Уж не было ли цитирование Уайльда, как и предположил Чоат, еще одной забавой с краденой игрушкой на глазах у папочки с мамочкой, у мира, у его читателей?

Не было ли это проявлением того страха, который он тогда ощущал? Страха, что он утратил чутье, да и с самого начала постоянно терял его, и, возможно, не сможет восстановить?

– Так, ладно, покажу я вам изнанку жизни! Что вы на это скажете, мистер Панки? Хотите посмотреть изнанку жизни?

– Говорю тебе, болван, он это и без тебя знает!

– Ну, хотите, а?

– Для начала мне надо позвонить кое-куда. Отменить приглашение на обед, – он сидел, не двигаясь с места, и они с Чоатом смотрели друг на друга как два моржа, созерцающих безбрежность океана.

– Так как? Соглашайтесь или помалкивайте, – Чоату не терпелось доказать свою правоту.

– Заткнись, Терри, вот просто возьми и заткнись. Нельзя, чтобы над таким чуваком глумился маккартистский, неофашистский демагог вроде тебя! – по части питья Эндовер был по сравнению с Чоатом дитем малым.

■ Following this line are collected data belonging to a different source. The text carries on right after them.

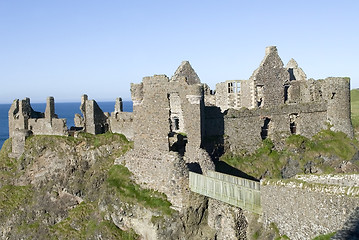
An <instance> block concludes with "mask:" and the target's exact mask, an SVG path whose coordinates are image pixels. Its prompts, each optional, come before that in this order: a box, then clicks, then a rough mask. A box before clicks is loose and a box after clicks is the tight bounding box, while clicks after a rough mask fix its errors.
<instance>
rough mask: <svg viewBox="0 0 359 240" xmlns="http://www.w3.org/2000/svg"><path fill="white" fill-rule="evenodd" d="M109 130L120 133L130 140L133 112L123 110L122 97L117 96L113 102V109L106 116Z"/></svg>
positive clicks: (133, 133)
mask: <svg viewBox="0 0 359 240" xmlns="http://www.w3.org/2000/svg"><path fill="white" fill-rule="evenodd" d="M108 122H109V127H110V130H111V132H113V133H120V134H123V135H125V136H126V138H127V139H129V140H132V139H133V137H134V132H133V114H132V113H131V112H123V104H122V99H121V98H117V99H116V103H115V111H114V112H112V113H111V116H110V117H109V118H108Z"/></svg>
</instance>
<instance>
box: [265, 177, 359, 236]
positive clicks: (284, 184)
mask: <svg viewBox="0 0 359 240" xmlns="http://www.w3.org/2000/svg"><path fill="white" fill-rule="evenodd" d="M261 195H262V199H261V202H262V208H263V220H264V222H265V224H266V225H269V224H270V223H272V222H274V223H275V224H276V225H277V226H278V229H279V230H280V233H281V234H282V235H284V234H285V235H287V236H288V237H289V238H290V239H294V240H295V239H313V238H314V237H315V236H317V235H321V234H328V233H332V232H336V231H338V230H341V229H342V228H344V225H345V223H346V222H347V221H348V220H349V219H350V217H351V215H353V214H357V213H356V211H358V206H359V189H358V187H345V186H334V185H325V184H323V183H321V184H314V183H311V184H305V183H300V182H295V181H292V182H288V181H287V182H284V181H280V180H279V181H268V182H265V183H264V184H262V185H261Z"/></svg>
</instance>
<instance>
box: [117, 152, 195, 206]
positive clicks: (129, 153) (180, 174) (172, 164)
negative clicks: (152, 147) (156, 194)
mask: <svg viewBox="0 0 359 240" xmlns="http://www.w3.org/2000/svg"><path fill="white" fill-rule="evenodd" d="M115 164H123V165H125V166H126V167H127V168H128V169H129V170H130V171H131V172H132V173H133V174H134V177H135V180H136V182H137V183H138V184H140V185H141V186H143V187H145V188H151V189H154V190H157V191H159V192H163V193H165V194H166V195H167V197H168V200H169V201H170V202H171V203H172V205H173V207H174V208H175V209H177V210H180V209H182V208H184V207H185V206H187V205H188V202H187V200H188V196H189V194H190V191H189V189H188V169H187V167H186V164H185V162H184V161H183V159H182V158H181V157H180V156H179V155H178V153H175V152H168V151H167V152H163V151H158V150H154V149H146V148H142V149H138V148H137V149H133V150H131V151H129V152H127V153H126V155H125V156H123V157H121V158H120V159H116V161H115Z"/></svg>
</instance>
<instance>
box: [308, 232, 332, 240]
mask: <svg viewBox="0 0 359 240" xmlns="http://www.w3.org/2000/svg"><path fill="white" fill-rule="evenodd" d="M335 234H336V232H333V233H329V234H325V235H320V236H317V237H315V238H313V240H330V238H331V237H333V236H334V235H335Z"/></svg>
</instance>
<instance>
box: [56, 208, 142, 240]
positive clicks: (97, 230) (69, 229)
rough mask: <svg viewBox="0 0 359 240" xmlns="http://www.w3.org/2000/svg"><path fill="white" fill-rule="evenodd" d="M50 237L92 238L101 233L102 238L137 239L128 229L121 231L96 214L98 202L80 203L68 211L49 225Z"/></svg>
mask: <svg viewBox="0 0 359 240" xmlns="http://www.w3.org/2000/svg"><path fill="white" fill-rule="evenodd" d="M50 229H51V235H52V239H92V238H93V237H94V236H96V235H101V236H102V238H103V239H128V240H129V239H138V235H137V234H135V233H134V232H133V230H130V231H122V230H121V229H119V228H118V227H117V226H116V225H114V224H113V223H112V222H110V221H108V220H104V219H103V218H102V217H101V216H100V215H99V214H98V203H97V202H91V203H84V202H83V203H81V204H79V205H77V206H76V207H75V208H73V209H71V210H70V211H69V214H68V217H67V218H66V219H64V220H63V221H61V222H59V223H57V224H55V225H54V226H52V227H50Z"/></svg>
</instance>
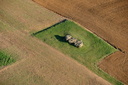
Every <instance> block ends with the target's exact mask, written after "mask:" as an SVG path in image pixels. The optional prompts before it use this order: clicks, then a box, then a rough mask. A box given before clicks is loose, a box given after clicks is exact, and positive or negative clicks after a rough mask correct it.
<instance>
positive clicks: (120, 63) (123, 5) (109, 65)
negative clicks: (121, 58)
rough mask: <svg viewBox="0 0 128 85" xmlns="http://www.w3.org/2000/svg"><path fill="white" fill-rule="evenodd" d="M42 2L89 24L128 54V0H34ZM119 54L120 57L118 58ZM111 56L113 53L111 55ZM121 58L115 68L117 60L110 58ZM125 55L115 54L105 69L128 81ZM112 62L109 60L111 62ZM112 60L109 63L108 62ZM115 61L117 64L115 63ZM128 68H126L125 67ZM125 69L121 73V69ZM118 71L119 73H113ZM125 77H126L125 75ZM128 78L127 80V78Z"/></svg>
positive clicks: (105, 65)
mask: <svg viewBox="0 0 128 85" xmlns="http://www.w3.org/2000/svg"><path fill="white" fill-rule="evenodd" d="M33 1H35V2H37V3H38V4H40V5H42V6H44V7H46V8H48V9H50V10H52V11H54V12H56V13H58V14H60V15H62V16H65V17H67V18H69V19H72V20H74V21H76V22H78V23H80V24H81V25H82V26H84V27H85V28H87V29H89V30H90V31H92V32H93V33H95V34H97V35H98V36H100V37H101V38H103V39H104V40H106V41H107V42H109V43H111V44H112V45H114V46H115V47H117V48H118V49H119V50H120V51H121V52H122V53H123V55H125V57H123V58H124V59H123V60H125V59H126V58H127V57H128V55H127V54H128V48H127V47H128V43H127V42H128V37H127V36H128V1H127V0H106V1H103V0H98V1H94V0H80V1H78V0H68V1H63V0H33ZM117 57H118V58H117ZM109 58H110V57H109ZM116 58H117V59H118V62H116V64H118V63H119V64H121V65H116V66H118V67H116V68H115V66H114V65H115V61H113V62H110V61H111V59H116ZM121 58H122V57H121V55H114V56H111V58H110V60H109V61H106V62H105V61H104V62H102V64H103V63H104V67H102V68H105V67H106V69H104V70H105V71H107V72H108V70H109V73H110V74H112V75H113V76H114V77H116V78H117V79H119V80H122V81H123V82H125V83H126V84H128V82H127V81H128V78H127V79H126V78H124V76H120V78H119V75H121V73H123V74H124V75H126V74H128V70H127V69H126V68H128V66H127V64H128V62H127V59H126V61H124V62H125V64H124V62H122V61H121V60H122V59H121ZM108 62H109V63H108ZM105 63H108V64H107V65H109V67H111V68H107V66H106V65H105ZM112 65H113V66H112ZM124 67H126V68H124ZM113 68H114V69H115V70H114V71H113V70H112V69H113ZM124 69H126V70H125V71H123V70H124ZM119 71H120V72H121V71H122V72H121V73H120V72H119ZM113 73H117V74H113ZM121 78H122V79H121ZM123 79H125V80H123Z"/></svg>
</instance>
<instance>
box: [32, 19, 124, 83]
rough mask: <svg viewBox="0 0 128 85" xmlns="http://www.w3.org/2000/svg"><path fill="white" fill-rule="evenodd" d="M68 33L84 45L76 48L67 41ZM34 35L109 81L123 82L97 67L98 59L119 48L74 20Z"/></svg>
mask: <svg viewBox="0 0 128 85" xmlns="http://www.w3.org/2000/svg"><path fill="white" fill-rule="evenodd" d="M66 34H71V35H72V36H73V37H75V38H77V39H80V40H82V41H83V42H84V46H83V47H82V48H76V47H74V46H73V45H70V44H69V43H67V42H66V41H65V38H64V36H65V35H66ZM33 35H34V36H36V37H37V38H39V39H41V40H42V41H43V42H46V43H47V44H49V45H51V46H53V47H54V48H56V49H58V50H60V51H61V52H62V53H64V54H65V55H68V56H70V57H72V58H73V59H75V60H77V61H78V62H80V63H81V64H83V65H85V66H86V67H88V68H89V69H90V70H92V71H93V72H95V73H96V74H97V75H99V76H101V77H103V78H104V79H106V80H108V81H109V82H111V83H113V84H115V85H121V84H122V83H120V82H119V81H117V80H115V79H114V78H112V77H111V76H110V75H108V74H107V73H105V72H103V71H102V70H100V69H99V68H98V67H97V62H98V61H100V60H101V59H103V58H104V57H106V56H108V55H110V54H112V53H114V52H115V51H117V49H115V48H114V47H112V46H110V45H109V44H108V43H106V42H105V41H103V40H102V39H101V38H99V37H97V36H96V35H94V34H92V33H90V32H89V31H86V30H85V29H83V28H82V27H80V26H78V25H77V24H75V23H74V22H72V21H65V22H63V23H60V24H57V25H54V26H51V27H49V28H46V29H45V30H41V31H39V32H37V33H34V34H33Z"/></svg>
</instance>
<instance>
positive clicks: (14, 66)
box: [0, 0, 111, 85]
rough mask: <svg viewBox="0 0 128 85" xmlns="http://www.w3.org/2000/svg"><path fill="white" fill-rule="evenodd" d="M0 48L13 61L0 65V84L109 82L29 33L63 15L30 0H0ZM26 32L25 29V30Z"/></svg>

Сорокин внутренне трепетал. Если кто и знал изнанку жизни, так это Энди Сорокин. В пятнадцать лет он сбежал из дому, в шестнадцать водил грузовик с динамитом в Северной Каролине, в семнадцать работал на нефтеперерабатывающем заводе в западном Техасе, в девятнадцать вступил в банду, а в двадцать напечатал свою первую книгу. Он стал свидетелем всех мало-мальски значимых явлений того времени – от сибаритского образа жизни мировой элиты до безбашенных экспериментов с ЛСД калифорнийских хиппи. Ему всегда хотелось верить, что он – часть всего этого, что он не отстает от времени, от реальности, от множества разноцветных реальностей, какими бы опасными, дикими или непристойными они ни были.

И вопрос, стоявший сейчас перед ним, выглядел так: не превратилась ли вся эта жизнь в простой поиск развлечений, в сплошную отмазку? Он выбрался из-за стола и пошел звонить Олафу Бёргеру.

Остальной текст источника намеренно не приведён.